The Story Of The World Cup

Written by Sam Skelding

Picture books should be well-illustrated, interesting and possess plenty of wit. Richard Brassey’s The Story of the World Cup is the ideal concoction of all three – keeping this football aficionado torn between genuine curiosity and laughter. When we consider that World Cup fever will soon be sweeping the nation ahead of this summer’s tournament in Brazil, this simple book also has something else very much on its side, impeccable timing.

Football is ingrained in British culture and for many households it has even become a way of life, but the brilliance of this book is that not only will the pages be devoured by ‘footie families’ across the country but literally anyone can enjoy it.

The images are colourful and the layout reminiscent of a comic book; a style very much in keeping with Brassey’s previous non-fiction books for children, which include The Story of the Olympics, Nessie and the Loch Ness Monster and the Tes/Saltire Society Award-winning The Story of Scotland.

The pages are jam-packed with information about the iconic tournament and all the wonderful stories that have surrounded the Jules Rimet Trophy over the years, from Pickles the dog discovering it under a holly bush in 1966 to the novelty of Chris Waddle’s questionable mullet in the 80’s.
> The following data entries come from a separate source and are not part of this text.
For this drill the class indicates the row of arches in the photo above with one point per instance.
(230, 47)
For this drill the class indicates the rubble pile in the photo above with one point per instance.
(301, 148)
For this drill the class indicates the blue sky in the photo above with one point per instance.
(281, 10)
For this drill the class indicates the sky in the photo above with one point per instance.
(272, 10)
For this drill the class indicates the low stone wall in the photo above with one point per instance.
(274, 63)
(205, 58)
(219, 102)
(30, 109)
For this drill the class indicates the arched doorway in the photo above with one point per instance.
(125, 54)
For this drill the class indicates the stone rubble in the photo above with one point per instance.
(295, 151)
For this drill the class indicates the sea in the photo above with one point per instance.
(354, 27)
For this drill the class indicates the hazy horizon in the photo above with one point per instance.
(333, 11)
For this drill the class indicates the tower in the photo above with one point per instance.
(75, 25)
This book also really excels in the picture/words balance, where despite being a never-ending lagoon of historical fact, the humour retains enough simplicity to encourage youngsters to read independently.
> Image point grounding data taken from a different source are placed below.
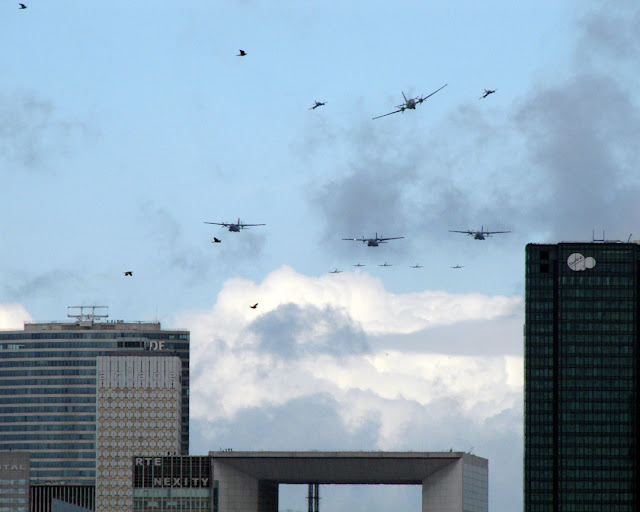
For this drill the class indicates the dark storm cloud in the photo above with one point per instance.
(291, 331)
(308, 423)
(561, 161)
(31, 131)
(23, 286)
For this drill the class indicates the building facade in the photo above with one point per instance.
(138, 412)
(48, 389)
(173, 483)
(14, 481)
(581, 377)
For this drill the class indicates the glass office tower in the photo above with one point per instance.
(48, 389)
(581, 377)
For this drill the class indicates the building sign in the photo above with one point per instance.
(172, 472)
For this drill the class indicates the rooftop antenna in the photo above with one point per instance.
(86, 316)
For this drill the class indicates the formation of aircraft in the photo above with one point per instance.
(410, 103)
(479, 235)
(234, 226)
(373, 242)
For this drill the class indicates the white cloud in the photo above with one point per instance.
(13, 316)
This book could really inspire a great connection between parents and their little ones – if they already love their football then not long after reading this, you’ll have them bombarding you with questions about whether you remember Roberto Baggio or recall when Maradona scored that infamous ‘Hand of God’ goal against England in 1986. Boys in particular seem to have an affinity for facts and this interaction could be a learning experience for you all. Not to mention, for those parents who aren’t as comfortable reading the generic topics usually found in children’s picture books, this might be a pretty useful starting point.

Perfect for reluctant readers, perhaps especially those young lads who are ‘too cool to read’ – The Story of the World Cup has achieved that great blend of warm visuals and educational value. The World Cup may not officially begin until June 12th with Brazil hosting Croatia, but as far as I’m concerned, this book signals that the countdown has already begun.